Since 2004, I have produced eight books built around thousands of World War II combat photos stored and available at our National Archives, where anyone from anywhere in the world can view and copy them for free. In that same time, I have been unable to locate more than four official and verifiable combat photos - all from one sequence - taken in Iraq. More to the point, I don't know a single active-duty officer who has seen others. I did find, in 2006, that official photos of the Beirut bombing aftermath, which I sought in 1984 for use in my book on the subject, have been removed from public access - even for use by Marines in training.
The Meaning of It All. Beirut veterans, even surviving bombing victims, were offered no government or service-sponsored mental-health care. The dead and wounded were denied their Purple Hearts until one Republican senator - Charles Percy of Illinois - publicly demanded they be awarded. In early 1984, only months after the bombing, a senior Navy doctor at Camp Lejeune quashed informal efforts by a survivor's family to offer a meeting place for grieving junior officers. Some returning Iraq and Afghanistan veterans, especially those who wish to remain in the service, have said they are discouraged from seeking definitive mental-health treatment. This is especially corrosive in towns and cities whose police, firemen and emergency medical technicians - people in extremely stressful professions - often serve in local National Guard or reserve units that have been deployed to Iraq or Afghanistan. Many newly returned veterans encounter stigmatization when they seek mental-health care, so many of them seek care outside of VA, and out of their own pockets, because the system is overwhelmed in many parts of the country.
A large part of the Reagan administration's decision to commit Marines to Lebanon, and keep them there so long, was a turf war with Congress. Then it was a question over the War Powers Act, which Congress had only just passed as a means to regain at least part of its long-moribund constitutional authority to declare war. As had by then become the custom, the president wanted to exercise unfettered use of the military. Reagan decisively blundered in Beirut, which had no real purpose, but Congress ultimately and decisively acceded to his will. The war-powers issue was never resolved, and here we are again, in the midst of a continuing military and geopolitical conflict, against an enemy who perceives us as weak and without the stomach for a long war, full of coffins, costs and consternation at home.

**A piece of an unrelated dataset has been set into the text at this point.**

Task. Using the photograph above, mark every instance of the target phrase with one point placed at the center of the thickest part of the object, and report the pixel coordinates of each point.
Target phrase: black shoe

What is the chief lesson of Beirut at the quarter-century mark? What should we have learned? What do we still need to learn? The answer to all three questions is "nothing."
We already knew the answers. They're the same as they always are in questions of war and peace, life and death, prosperity and ruin. They're the lessons we learned from Korea and Vietnam and have seen again in Somalia, Afghanistan and Iraq. It's not so much that we get the government we deserve, as it is that we are the government we deserve. And if we don't ask critical questions - if we do not care that we are denied even so much as authentic images of a war, and if we don't demand control - who will?
Eric Hammel is a military historian and author of 40 books, including "The Root: The Marines in Beirut, August 1982-February 1984."